Since hearing the incredible title track of this compilation some years ago, Gloria Ann Taylor has been one of those artists we were desperate to find more material from, but it remained elusive. The 12″ version of Love is a Hurtin’ Thing is an epic blend of psychedelic guitars, huge sounding strings and gospel-inspired soulful vocals that combines all the best elements of early 70s music and turns them into way more than the sum of their parts. Trying to track down more led only to poor quality YouTube versions of a couple of other singles, which of course added to the mystique; another single, Deep Inside You allegedly became one of the rarest and most expensive disco 12″s ever sold on Discogs.
Now though, Ubiquity Records‘ Luv N’Haight imprint have released this compilation, and it doesn’t disappoint. Love is a Hurtin’ Thing is assembled from singles released on Taylor’s own label Selector Sounds, formed with her then husband, and producer Walter Whisenhunt.
In short, this record is absolutely wonderful and is available to download on iTunes here.
And now to the sleeve notes by Ubiquity’s Andrew Jervis:
Soul singer Gloria Ann Taylor has no rags to riches tale to tell. Her story is one of personal sacrifice, failed relationships, and missed opportunity. She was leading a hard knock life before being swept-up by the flash and promise of a marriage and business partnership with a successful record producer.
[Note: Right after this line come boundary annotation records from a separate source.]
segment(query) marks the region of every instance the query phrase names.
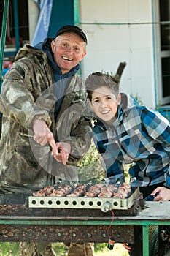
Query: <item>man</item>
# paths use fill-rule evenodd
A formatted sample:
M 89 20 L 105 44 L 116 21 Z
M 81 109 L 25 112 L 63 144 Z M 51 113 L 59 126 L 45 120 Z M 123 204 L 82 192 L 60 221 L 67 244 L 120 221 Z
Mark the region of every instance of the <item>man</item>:
M 86 45 L 81 29 L 67 25 L 18 53 L 0 97 L 2 194 L 31 195 L 61 178 L 77 180 L 72 165 L 90 145 L 86 94 L 77 75 Z M 55 255 L 50 244 L 21 243 L 20 249 L 23 255 Z

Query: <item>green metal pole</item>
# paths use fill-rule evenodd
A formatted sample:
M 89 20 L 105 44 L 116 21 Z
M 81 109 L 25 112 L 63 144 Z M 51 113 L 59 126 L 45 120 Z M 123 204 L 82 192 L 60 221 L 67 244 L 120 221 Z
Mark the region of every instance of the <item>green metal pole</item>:
M 16 53 L 17 53 L 20 48 L 18 0 L 13 0 L 13 3 L 14 3 L 15 37 L 15 46 L 16 46 Z
M 143 240 L 143 255 L 149 256 L 149 226 L 142 227 L 142 240 Z
M 1 27 L 1 50 L 0 50 L 0 69 L 0 69 L 1 70 L 0 89 L 1 87 L 1 82 L 2 82 L 2 78 L 1 78 L 2 64 L 3 64 L 4 55 L 4 44 L 5 44 L 6 33 L 7 33 L 9 1 L 9 0 L 4 0 L 4 13 L 3 13 L 3 20 L 2 20 L 2 27 Z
She would be nominated for a Grammy, rub shoulders with James Brown and Bootsy Collins, and turn heads from Motown. But in the end she rejected professional singing, the music business, and the lifestyle that came with it. Thankfully for music lovers, before Gloria closed the doors on her singing career, she left us with some amazing soul songs. Deeply shaded by gospel roots, her haunting sound clearly comes from the gut. Gloria did not fake the funk.
Gloria was a partial owner of the Selector Sounds label, along with her husband/producer Walter Whisenhunt (previously a right-hand man to James Brown), and her brother Leonard. They released five Gloria Taylor singles between 1971 and 1977. They also released the three-song Deep Inside You EP, under the name Gloria Ann Taylor and Walter Whisenhunt’s Orchestra. In the studio Whisenhunt would work up a unique musical brew that mixed northern soul with exotic percussion and fuzzy psychedelic guitars. He moved Gloria through a range of tempos and stylings from ballads to disco. Her gritty vocal performance was set to orchestral arrangements creating a juxtaposition of grandeur and solace. The pinnacle of their collaborations has to be the jaw-droppingly epic EP version of “Love Is a Hurting Thing”; a chugging, string-laden disco track, that sounds like proto-Theo Parrish.